In der Zwischenzeit hat die UN-Agentur die Geber um 5,5 Milliarden Euro für die Unterstützung der Nachbarländer gebeten, um den Flüchtlingen medizinische Versorgung, Nahrungsmittel, Bildung und psychosoziale Hilfe zukommen zu lassen und den Wiederaufbau von Häusern, Brücken, Straßen, Fabriken und Kraftwerken im Schatten der großen Ambitionen Russlands und Chinas zu unterstützen, zweier Mächte, die an der Übernahme dieses vielversprechenden Marktes interessiert sind. Auch will die EU angesichts ihrer geopolitischen Positionierung bei der humanitären Hilfe und dem Wiederaufbau nicht außen vor bleiben.

Wenn man versucht, den Wert des materiellen Wiederaufbaus zu berechnen, spricht man von etwa 300 Milliarden Dollar, wobei die exorbitanten Kosten für den Wiederaufbau eines durch acht Jahre Krieg zermürbten sozialen Gefüges nicht berücksichtigt werden. Jede Verbindung, jedes Netzwerk, jede Beziehung zwischen den verschiedenen Gemeinschaften, die das seltsame Gleichgewicht der syrischen Gesellschaft aufrechterhielten, ist gescheitert.
Der UN-Hochkommissar für Flüchtlinge, Filippo Grandi, war im vergangenen Sommer in Duma, der Hauptstadt von Ost-Guta, 10 Kilometer von der Hauptstadt Damaskus entfernt. Während der jahrelangen Kämpfe wurde das Gebiet völlig verwüstet, was in einer heftigen Schlacht gipfelte, als die Regierung die Kontrolle über die Stadt zurückgewann.

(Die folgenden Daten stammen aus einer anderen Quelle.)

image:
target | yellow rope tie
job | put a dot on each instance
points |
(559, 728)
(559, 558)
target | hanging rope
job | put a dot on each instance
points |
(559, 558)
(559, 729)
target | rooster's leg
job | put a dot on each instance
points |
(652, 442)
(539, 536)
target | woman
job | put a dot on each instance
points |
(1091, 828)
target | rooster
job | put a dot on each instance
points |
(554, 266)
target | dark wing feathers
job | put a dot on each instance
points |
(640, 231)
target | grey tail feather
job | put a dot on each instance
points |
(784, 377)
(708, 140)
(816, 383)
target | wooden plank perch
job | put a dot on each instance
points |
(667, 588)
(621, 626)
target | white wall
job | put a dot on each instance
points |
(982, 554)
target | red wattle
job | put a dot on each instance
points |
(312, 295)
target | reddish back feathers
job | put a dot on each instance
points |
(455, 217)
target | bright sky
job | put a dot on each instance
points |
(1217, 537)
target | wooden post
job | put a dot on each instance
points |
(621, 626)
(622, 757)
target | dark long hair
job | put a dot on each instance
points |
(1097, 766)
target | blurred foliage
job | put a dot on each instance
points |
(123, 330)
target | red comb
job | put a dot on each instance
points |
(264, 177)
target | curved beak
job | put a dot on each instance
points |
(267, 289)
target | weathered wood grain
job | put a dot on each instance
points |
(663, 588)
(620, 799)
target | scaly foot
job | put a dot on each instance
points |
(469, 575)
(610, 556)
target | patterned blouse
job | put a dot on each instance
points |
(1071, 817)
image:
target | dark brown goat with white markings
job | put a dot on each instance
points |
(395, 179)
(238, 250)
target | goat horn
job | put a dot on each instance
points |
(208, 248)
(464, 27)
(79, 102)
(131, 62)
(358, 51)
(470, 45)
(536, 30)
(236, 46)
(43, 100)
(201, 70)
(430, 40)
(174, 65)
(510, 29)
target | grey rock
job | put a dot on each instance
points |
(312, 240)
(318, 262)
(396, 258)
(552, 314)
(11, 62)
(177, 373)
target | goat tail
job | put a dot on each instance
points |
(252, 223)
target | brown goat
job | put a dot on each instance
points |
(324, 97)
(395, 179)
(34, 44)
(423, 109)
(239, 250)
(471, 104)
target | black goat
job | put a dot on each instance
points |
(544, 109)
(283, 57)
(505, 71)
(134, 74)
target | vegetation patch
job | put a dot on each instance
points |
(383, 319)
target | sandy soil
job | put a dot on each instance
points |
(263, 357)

Tausende von Familien mussten aus der Stadt fliehen; heute leben in dem Gebiet 125.000 Menschen, während es vor der Krise rund 300.000 waren. Trotz der eingestürzten Gebäude und der Trümmerhaufen kehren einige der Vertriebenen zurück, um ihre Häuser und ihr Leben wieder aufzubauen. Da jedoch nur noch sehr wenige Häuser stehen und nur wenige grundlegende Dienstleistungen zur Verfügung stehen, warnte Grandi, dass der Bedarf an humanitärer Hilfe für die Bevölkerung weiterhin immens ist.
"Mitten in den Ruinen gibt es Kinder, die zur Schule gehen müssen, die zu essen und Kleidung brauchen.fügte er hinzu. "Was wir tun müssen, ist, den Menschen zu helfen, jenseits der Politik; wie wir alle wissen, ist die politische Situation in diesem Konflikt bereits sehr komplex. Im Moment sind es die Grundbedürfnisse, die dringend angegangen werden müssen"..

A-Kapillare und Patientenleistung

Andererseits, wer weit weg von zu Hause ist und Kinder großgezogen hat, die sein Land nie gesehen haben, kann er darauf vertrauen, dass sein Nachbar sich nicht mehr gegen ihn wenden wird? Selbst diejenigen, die in ihrer Heimat geblieben sind und jahrelang im Schlaf wachten oder jeden Tag unter dem Dröhnen der Mörser litten, diejenigen, die im Krieg Freunde, Brüder, Väter verloren haben, die am Körper von tiefen Wunden gezeichnet sind, können sie alle neu anfangen?

Eine schmerzhafte Wunde zieht sich durch dieses Land, und keine millionenschwere Investition von außen kann sie nähen, weil sie zu professionell ist. Nur eine neue Arbeit, die an der Basis ansetzt, eine geduldige Kapillarwirkung von der Schule an, von der Erziehung der Jüngsten an, kann eine Möglichkeit bieten. Aber auf lange, sehr lange Sicht.

Der AutorMaria Laura Conte

Hochschulabschluss in klassischer Literatur und Promotion in Kommunikationssoziologie. Kommunikationsdirektor der AVSI-Stiftung mit Sitz in Mailand, die sich für Entwicklungszusammenarbeit und humanitäre Hilfe in der ganzen Welt einsetzt. Für ihre journalistische Tätigkeit hat sie mehrere Auszeichnungen erhalten.